Low-density lipoprotein-cholesterol distribution at baseline and final visit. LDL‑C distribution at baseline and final visit. At the final visit: 4% had LDL-C > 2.6 mmol/l; 9% were between 1.8–2.6 mmol/L; 44% were between 1.4–1.8 mmol/l; and 43% achieved LDL-C ≤ 1.4 mmol/l. The treatment aimed for an LDL‑C level of ≤ 1.8 mmol/l

Protocol deviations

Overall, despite an LDL-C > 1.8 mmol/l, the protocol was not followed in 122 patients (12%): 22 patients were not prescribed HIST (Step 1), 38 patients were not prescribed ezetimibe (Step 2) and 62 patients were not prescribed PCSK9i (Step 3). The reasons for protocol deviation in the first two steps were study burden as perceived by the patient (n = 25), unknown reasons (n = 18), statin-related symptoms (n = 4), physician discretion (n = 4), deceased (n = 4), missing LDL‑C and non-HDL values (n = 1). The reasons for protocol deviation in Step 3 were not fulfilling reimbursement criteria due to ezetimibe intolerance in 7 patients; 16 patients with LDL-C ≥ 2.6 mmol/l did not receive PCSK9i due to patients’ and/or physicians’ choice. A detailed overview is shown in Tab. S3 of the Electronic Supplementary Material.

Treatment intolerance

At baseline, 78 patients (7.8%) reported a history of statin intolerance; 55 of them had tried ≤ 2 statins before inclusion.
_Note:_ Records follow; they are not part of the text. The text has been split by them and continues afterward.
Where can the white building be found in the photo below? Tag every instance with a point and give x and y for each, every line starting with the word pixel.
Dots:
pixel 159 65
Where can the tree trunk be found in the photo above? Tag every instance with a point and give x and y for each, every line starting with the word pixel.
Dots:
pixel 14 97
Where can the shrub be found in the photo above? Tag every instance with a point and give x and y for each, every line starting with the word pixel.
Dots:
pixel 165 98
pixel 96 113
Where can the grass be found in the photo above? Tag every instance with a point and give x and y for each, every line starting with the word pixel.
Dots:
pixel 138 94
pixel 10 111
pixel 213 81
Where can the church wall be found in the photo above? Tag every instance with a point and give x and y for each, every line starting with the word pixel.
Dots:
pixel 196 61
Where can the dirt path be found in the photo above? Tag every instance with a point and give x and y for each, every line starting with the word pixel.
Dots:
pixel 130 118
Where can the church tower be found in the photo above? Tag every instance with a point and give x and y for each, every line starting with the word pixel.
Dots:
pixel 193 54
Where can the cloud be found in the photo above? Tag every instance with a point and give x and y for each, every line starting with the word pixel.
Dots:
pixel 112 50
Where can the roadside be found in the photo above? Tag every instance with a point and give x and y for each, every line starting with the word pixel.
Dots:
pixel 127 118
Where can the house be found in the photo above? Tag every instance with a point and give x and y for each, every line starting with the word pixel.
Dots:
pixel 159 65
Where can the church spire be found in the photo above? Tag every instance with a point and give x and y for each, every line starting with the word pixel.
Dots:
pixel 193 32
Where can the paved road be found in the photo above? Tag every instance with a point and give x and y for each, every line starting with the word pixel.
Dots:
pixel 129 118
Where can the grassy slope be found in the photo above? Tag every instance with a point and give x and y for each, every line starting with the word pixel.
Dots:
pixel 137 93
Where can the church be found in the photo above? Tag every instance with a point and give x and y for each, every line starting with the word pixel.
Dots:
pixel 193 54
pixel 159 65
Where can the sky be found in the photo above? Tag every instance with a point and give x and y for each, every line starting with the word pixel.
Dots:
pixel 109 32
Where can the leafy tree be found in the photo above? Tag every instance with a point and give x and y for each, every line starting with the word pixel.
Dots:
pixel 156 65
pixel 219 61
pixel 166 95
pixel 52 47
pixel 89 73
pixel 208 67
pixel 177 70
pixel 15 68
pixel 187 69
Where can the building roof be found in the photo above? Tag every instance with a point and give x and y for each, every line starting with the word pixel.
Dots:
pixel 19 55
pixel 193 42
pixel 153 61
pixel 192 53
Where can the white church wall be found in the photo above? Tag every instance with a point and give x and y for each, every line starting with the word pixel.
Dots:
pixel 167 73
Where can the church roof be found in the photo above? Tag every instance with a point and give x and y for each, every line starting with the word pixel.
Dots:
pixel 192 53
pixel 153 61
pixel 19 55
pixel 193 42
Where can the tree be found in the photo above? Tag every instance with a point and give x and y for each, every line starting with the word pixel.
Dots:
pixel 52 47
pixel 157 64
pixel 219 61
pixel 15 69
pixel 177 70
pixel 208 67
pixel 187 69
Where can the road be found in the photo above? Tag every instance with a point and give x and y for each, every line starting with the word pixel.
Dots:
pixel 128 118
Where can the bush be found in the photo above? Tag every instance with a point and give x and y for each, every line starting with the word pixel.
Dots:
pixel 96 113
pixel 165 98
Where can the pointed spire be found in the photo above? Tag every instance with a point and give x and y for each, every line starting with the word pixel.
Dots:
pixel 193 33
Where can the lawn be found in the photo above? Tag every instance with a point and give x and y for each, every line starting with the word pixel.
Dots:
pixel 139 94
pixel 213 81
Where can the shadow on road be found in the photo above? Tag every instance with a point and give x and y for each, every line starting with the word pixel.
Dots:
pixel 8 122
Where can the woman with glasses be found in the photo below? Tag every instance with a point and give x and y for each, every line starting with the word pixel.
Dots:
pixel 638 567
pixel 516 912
Among those 55 patients, 51 (93%) tolerated a rechallenge with a third statin during Step 1 (HIST). Twenty-three patients with a documented history of intolerance to ≥ 3 statins were treated with ezetimibe instead of being rechallenged with statins. In the 553 patients without a history of statin intolerance, 46 (8%) patients developed muscle complaints, causing 12 patients (2%) to cease statin therapy. For ezetimibe, 12 (4%) patients reported side effects during the study.